Various refinement methods incorporated into alignment software can also improve MSAs (Edgar, 2004; Katoh et al., 2002). Some tree building software can also take into account certain discrepancies in the alignment, for example RaXML  (Stamatakis, 2014) can account for missing data in some columns and check for duplicate sequence names and gap-only columns; similarly GUI based toolkits for molecular biology such as MEGA (Kumar et al., 2018) sometimes have options to delete or ignore columns containing gaps.

Several common issues affect the speed, complexity and reliability of specific downstream analyses but are not addressed by these existing tools. Clean and Interpret Alignments (CIAlign) is primarily intended to address four such issues and to be used (where appropriate) in combination with existing tools which remove unreliable alignment columns.
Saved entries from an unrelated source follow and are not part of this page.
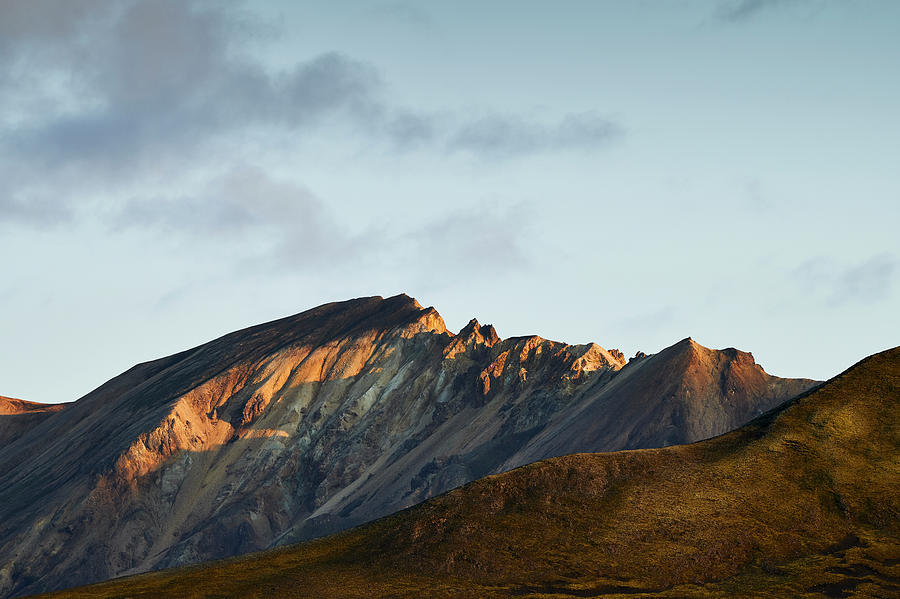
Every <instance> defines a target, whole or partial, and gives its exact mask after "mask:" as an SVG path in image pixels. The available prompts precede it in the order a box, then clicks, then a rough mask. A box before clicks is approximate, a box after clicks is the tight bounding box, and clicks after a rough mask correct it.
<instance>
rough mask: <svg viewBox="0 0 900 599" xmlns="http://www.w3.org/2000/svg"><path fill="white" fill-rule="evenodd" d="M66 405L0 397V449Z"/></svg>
mask: <svg viewBox="0 0 900 599" xmlns="http://www.w3.org/2000/svg"><path fill="white" fill-rule="evenodd" d="M66 405H67V404H42V403H36V402H33V401H25V400H23V399H13V398H12V397H2V396H0V447H3V446H4V445H8V444H9V443H12V442H13V441H14V440H15V439H18V438H19V437H21V436H22V435H23V434H25V433H26V432H28V431H29V430H31V429H32V428H34V427H35V426H37V425H38V424H39V423H41V422H43V421H44V420H45V419H46V418H48V417H49V416H52V415H53V414H55V413H56V412H59V411H60V410H62V409H64V408H65V407H66Z"/></svg>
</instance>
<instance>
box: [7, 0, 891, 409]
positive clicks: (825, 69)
mask: <svg viewBox="0 0 900 599" xmlns="http://www.w3.org/2000/svg"><path fill="white" fill-rule="evenodd" d="M898 32H900V2H896V1H894V0H885V1H881V2H878V1H874V0H873V1H867V0H856V1H854V0H844V1H841V0H721V1H718V0H706V1H701V0H696V1H694V0H671V1H655V2H654V1H649V0H647V1H634V0H629V1H625V0H622V1H620V2H598V1H586V2H552V3H551V2H522V1H509V2H460V1H456V2H441V3H437V2H434V3H426V2H415V3H413V2H408V3H405V2H376V1H373V2H362V1H360V2H334V3H322V2H295V1H287V0H284V1H272V2H228V3H207V2H185V1H181V0H159V1H155V0H125V1H121V0H115V1H114V0H55V1H48V0H21V1H18V0H0V252H2V254H0V255H2V258H0V260H2V261H0V339H2V344H3V348H4V349H3V355H2V360H0V394H2V395H11V396H16V397H22V398H24V399H31V400H36V401H69V400H73V399H76V398H78V397H80V396H81V395H82V394H84V393H86V392H87V391H89V390H90V389H92V388H94V387H96V386H97V385H99V384H100V383H102V382H103V381H105V380H106V379H108V378H110V377H112V376H114V375H116V374H118V373H119V372H121V371H122V370H124V369H126V368H128V367H129V366H131V365H132V364H134V363H136V362H140V361H145V360H149V359H152V358H156V357H160V356H163V355H168V354H172V353H174V352H176V351H179V350H182V349H185V348H187V347H190V346H193V345H197V344H200V343H202V342H205V341H207V340H209V339H212V338H214V337H217V336H219V335H220V334H223V333H226V332H229V331H231V330H235V329H238V328H242V327H245V326H249V325H252V324H256V323H259V322H263V321H266V320H270V319H273V318H276V317H280V316H284V315H287V314H292V313H296V312H299V311H302V310H305V309H307V308H309V307H312V306H315V305H318V304H320V303H324V302H327V301H334V300H341V299H347V298H351V297H357V296H361V295H385V296H387V295H393V294H396V293H399V292H406V293H409V294H410V295H413V296H414V297H416V298H417V299H419V301H420V302H421V303H423V304H424V305H434V306H435V307H436V308H437V309H438V311H439V312H440V313H441V314H442V315H443V316H444V318H445V320H446V321H447V324H448V326H449V327H450V328H452V329H458V328H460V327H462V326H463V325H464V324H465V323H466V322H467V321H468V319H469V318H471V317H473V316H476V317H478V318H479V320H481V321H482V322H491V323H494V324H495V326H496V327H497V329H498V331H499V333H500V334H501V336H504V337H505V336H512V335H522V334H529V333H537V334H540V335H542V336H544V337H548V338H552V339H559V340H563V341H567V342H570V343H583V342H587V341H596V342H597V343H599V344H601V345H603V346H604V347H617V348H620V349H622V350H623V351H625V352H626V354H628V355H631V354H633V353H634V352H635V351H636V350H643V351H645V352H648V353H649V352H655V351H658V350H659V349H661V348H663V347H665V346H667V345H670V344H672V343H674V342H676V341H678V340H679V339H681V338H683V337H686V336H689V335H690V336H692V337H694V339H696V340H697V341H699V342H700V343H702V344H704V345H707V346H710V347H716V348H719V347H727V346H736V347H739V348H741V349H744V350H748V351H752V352H753V353H754V356H755V357H756V358H757V361H758V362H760V363H761V364H762V365H763V366H764V367H765V368H766V369H767V370H768V371H769V372H772V373H774V374H778V375H782V376H808V377H814V378H827V377H829V376H832V375H834V374H836V373H837V372H838V371H840V370H843V369H844V368H846V367H848V366H850V365H851V364H852V363H854V362H855V361H857V360H858V359H860V358H862V357H863V356H865V355H868V354H870V353H873V352H875V351H878V350H881V349H885V348H887V347H891V346H894V345H897V344H898V343H900V282H898V279H900V234H898V230H900V175H898V172H900V168H898V165H900V35H898Z"/></svg>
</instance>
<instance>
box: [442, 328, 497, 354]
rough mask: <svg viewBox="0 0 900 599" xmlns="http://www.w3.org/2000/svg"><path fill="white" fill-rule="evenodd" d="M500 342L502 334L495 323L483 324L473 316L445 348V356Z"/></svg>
mask: <svg viewBox="0 0 900 599" xmlns="http://www.w3.org/2000/svg"><path fill="white" fill-rule="evenodd" d="M499 342H500V335H498V334H497V330H496V329H494V327H493V325H489V324H486V325H481V324H479V322H478V319H476V318H473V319H472V320H470V321H469V324H467V325H466V326H464V327H463V328H462V330H460V332H459V334H457V335H456V336H455V337H454V338H453V340H452V341H451V342H450V344H449V345H448V346H447V347H446V348H445V349H444V357H445V358H452V357H454V356H456V355H457V354H460V353H466V352H469V351H471V350H473V349H476V348H491V347H493V346H494V345H496V344H497V343H499Z"/></svg>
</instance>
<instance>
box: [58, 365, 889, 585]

Researchers in many fields regularly edit MSAs by hand to address these issues, however, as well as being extremely time consuming, ensuring reproducibility with this approach is almost impossible and it cannot be incorporated into an automated analysis pipeline. CIAlign automatically removes full columns and full or partial rows from user generated MSAs to address these issues in a fast, reproducible manner and can be easily added to an automated pipeline. The downstream applications of alignments cleaned with CIAlign are not limited to phylogenetic analysis and are too numerous to list, but CIAlign as an alignment cleaning tool is particularly targetted towards users working with complex or highly divergent alignments, partial sequences and problematic assemblies and towards those developing complex pipelines requiring fine-tuning of parameters to meet specific criteria.

The first issue we intend to address is that it is common for an MSA to contain more gaps towards either end than in the body of the alignment. This problem occurs at both the sequencing and alignment stage. For example, the ends of de novo assembled transcripts tend to have lower read coverage (Bushmanova et al., 2019) and so have a higher probability of mis-assembly and therefore mis-alignment. MSAs created using these sequences therefore also have regions of lower reliability towards either end. Similarly, both Sanger sequences and sequences generated with Oxford Nanopore’s long read sequencing technology, which are often used directly in MSAs, tend to have lower quality scores at either the beginning or the end  (Richterich, 1998; Tyler et al., 2018; Magi, Giusti & Tattini, 2017). Automated removal of these regions from MSAs would therefore increase the reliability of downstream analyses. As sequences are often partial, poor quality sequence ends can be scattered throughout the alignment, and so do not necessarily result in whole columns which are unreliable. A tool such as CIAlign, which identifies gaps at the ends of sequences on a row-by-row basis, is therefore needed in these cases, rather than a tool which works on whole columns only. Also, while generating an MSA, terminal gaps complicate analysis, and the weighting of terminal gaps relative to internal gap opening and gap extension penalties can make a large difference to the resulting alignment (Fitch & Smith, 1983). This again leads to regions of ambiguity and therefore gaps towards the ends of sequences within the alignment, which can be rectified with CIAlign.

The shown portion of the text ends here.